Consolidation, levées de fonds, introductions en Bourse... Le marché de la voiture d'occasion (VO) suscite de nouveau l'intérêt. Banques, constructeurs et distributeurs tentent de trouver la bonne formule pour rationaliser un marché essentiellement de particuliers à particuliers, mais particulièrement résilient comme il l'a encore démontré durant la crise sanitaire...C'est une véritable arlésienne... La rationalisation du marché de la voiture d'occasion est une vieille rengaine chantée depuis des années par les constructeurs mais aussi les banques, à travers leurs filiales de financement de flottes. La thématique était revenue sur le devant de la scène il y a quatre ans lorsque différentes startups avaient tenté une nouvelle approche sur ce marché qui représente deux fois le marché du neuf.
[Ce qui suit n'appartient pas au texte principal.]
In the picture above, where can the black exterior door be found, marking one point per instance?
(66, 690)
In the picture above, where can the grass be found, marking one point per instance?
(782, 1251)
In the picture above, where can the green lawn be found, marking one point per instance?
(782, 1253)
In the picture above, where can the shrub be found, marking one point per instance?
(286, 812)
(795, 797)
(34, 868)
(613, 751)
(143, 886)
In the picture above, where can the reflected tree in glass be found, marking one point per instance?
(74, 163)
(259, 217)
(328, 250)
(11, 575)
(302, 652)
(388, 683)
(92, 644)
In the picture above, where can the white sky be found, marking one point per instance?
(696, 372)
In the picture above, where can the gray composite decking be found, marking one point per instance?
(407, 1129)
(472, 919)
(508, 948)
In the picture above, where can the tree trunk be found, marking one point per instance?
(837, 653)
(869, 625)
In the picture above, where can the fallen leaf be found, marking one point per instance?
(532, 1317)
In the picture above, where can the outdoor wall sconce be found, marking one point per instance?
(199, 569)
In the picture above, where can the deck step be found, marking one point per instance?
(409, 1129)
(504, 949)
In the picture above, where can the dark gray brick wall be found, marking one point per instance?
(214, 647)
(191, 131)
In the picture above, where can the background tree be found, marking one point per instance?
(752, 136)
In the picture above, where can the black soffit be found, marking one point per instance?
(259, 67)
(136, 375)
En vain... Le marché de la voiture d'occasion reste désespérément un marché de particuliers, pour les deux tiers des transactions.
"Le véhicule d'occasion a tout d'un marché imparfait : il y a peu d'acteurs structurés, des produits qui ne sont pas standardisés, une incertitude sur le produit et sur le paiement. Tous les ingrédients étaient réunis pour réclamer une professionnalisation d'un marché pourtant énorme", résume Guillaume Crunelle, associé au cabinet Deloitte et spécialiste de l'automobile.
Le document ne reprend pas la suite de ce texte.